Nout Wellink, a member of the ECB’s governing council, warned that the EU bailout fund would have to double to 1.5 trillion euros if Greece fails to pay its debts and spreads financial turmoil to other countries. French President Nicolas Sarkozy was expected in Berlin yesterday for a summit with German Chancellor Angela Merkel, with the aim of finalizing a compromise.
Under Greece’s current 110 billion euro bailout, shared by the EU and the IMF, a fifth tranche of 12 billion euros is to be disbursed next month. Publicly, the IMF had been threatening to withhold its share of the money unless Greece’s funding gap for next year is closed.

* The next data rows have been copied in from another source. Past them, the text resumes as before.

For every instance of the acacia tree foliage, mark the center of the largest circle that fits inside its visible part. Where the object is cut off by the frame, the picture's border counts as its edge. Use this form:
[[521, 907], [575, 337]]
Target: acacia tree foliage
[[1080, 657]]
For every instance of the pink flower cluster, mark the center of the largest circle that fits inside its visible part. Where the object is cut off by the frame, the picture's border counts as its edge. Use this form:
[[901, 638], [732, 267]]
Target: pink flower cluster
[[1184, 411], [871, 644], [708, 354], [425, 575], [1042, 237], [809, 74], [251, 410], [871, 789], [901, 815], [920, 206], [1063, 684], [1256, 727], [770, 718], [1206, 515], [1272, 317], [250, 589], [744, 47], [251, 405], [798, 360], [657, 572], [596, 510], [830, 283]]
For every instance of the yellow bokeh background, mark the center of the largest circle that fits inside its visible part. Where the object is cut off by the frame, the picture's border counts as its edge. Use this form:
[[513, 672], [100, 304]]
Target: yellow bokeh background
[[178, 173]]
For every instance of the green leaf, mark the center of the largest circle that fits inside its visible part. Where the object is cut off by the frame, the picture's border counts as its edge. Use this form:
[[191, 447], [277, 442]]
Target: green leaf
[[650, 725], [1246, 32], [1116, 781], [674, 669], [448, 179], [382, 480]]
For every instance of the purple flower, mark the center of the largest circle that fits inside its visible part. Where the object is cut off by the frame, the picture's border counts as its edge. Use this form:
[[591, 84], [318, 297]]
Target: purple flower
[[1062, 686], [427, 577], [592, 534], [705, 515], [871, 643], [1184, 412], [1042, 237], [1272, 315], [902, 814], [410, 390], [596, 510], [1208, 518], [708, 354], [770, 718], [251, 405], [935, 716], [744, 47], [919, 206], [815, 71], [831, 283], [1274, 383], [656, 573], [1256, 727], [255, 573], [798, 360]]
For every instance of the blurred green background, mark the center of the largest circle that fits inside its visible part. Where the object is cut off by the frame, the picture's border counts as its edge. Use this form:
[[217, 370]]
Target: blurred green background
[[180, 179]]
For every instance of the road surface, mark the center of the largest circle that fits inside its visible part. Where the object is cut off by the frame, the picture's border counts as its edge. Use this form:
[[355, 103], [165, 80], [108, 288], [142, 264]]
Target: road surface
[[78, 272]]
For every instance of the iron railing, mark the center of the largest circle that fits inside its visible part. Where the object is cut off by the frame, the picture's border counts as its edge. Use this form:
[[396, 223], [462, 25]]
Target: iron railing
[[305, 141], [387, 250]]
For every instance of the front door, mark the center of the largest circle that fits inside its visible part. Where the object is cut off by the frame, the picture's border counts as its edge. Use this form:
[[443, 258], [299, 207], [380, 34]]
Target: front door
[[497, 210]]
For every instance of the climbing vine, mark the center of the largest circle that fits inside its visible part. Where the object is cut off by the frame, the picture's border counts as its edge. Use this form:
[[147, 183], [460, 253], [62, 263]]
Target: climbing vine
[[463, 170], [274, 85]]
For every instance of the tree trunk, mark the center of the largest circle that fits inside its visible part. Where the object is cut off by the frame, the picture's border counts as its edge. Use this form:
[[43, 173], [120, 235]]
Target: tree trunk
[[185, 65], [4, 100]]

Privately, sources said that Lipsky challenged the Germans on the fringes of a G8 summit in France almost three weeks ago and demanded that Berlin guarantee Greece’s borrowing requirements and put a figure on the pledge. The IMF ultimatum came a week after Strauss-Kahn, a former French presidential contender, resigned as IMF chief following his arrest in New York on charges of attempted rape and sexual assault of a hotel chambermaid.
Berlin blinked, according to participants in the negotiations, and 10 days after the IMF challenge, the Merkel government admitted for the first time that Greece would need a new bailout. However, it stoked further controversy by demanding that Greece’s private creditors take losses on their loans.
Before a series of crucial EU meetings starting this weekend, Berlin looks increasingly isolated in its demands, spelling trouble for Merkel at home, where the rescue of spendthrift eurozone countries is deeply unpopular. Merkel’s junior coalition partner, the liberal Free Democrats, on Thursday reiterated the need for the banks to take some of the pain in the Greek crisis.
The rescue scenario is also hostage to developments in Greece, with European leaders anxiously eyeing the political turmoil in Athens and questioning whether Papandreou would be able to deliver on his side of the bargain: savage spending cuts and tax increases aimed at raising 28 billion euros, combined with a 50 billion euro privatization program.
However, senior officials in Brussels worried that time was running out. Papandreou’s attempt to form a new government, win a vote of confidence and then drive the austerity package through parliament could take longer than scheduled, jeopardizing the planning in European capitals.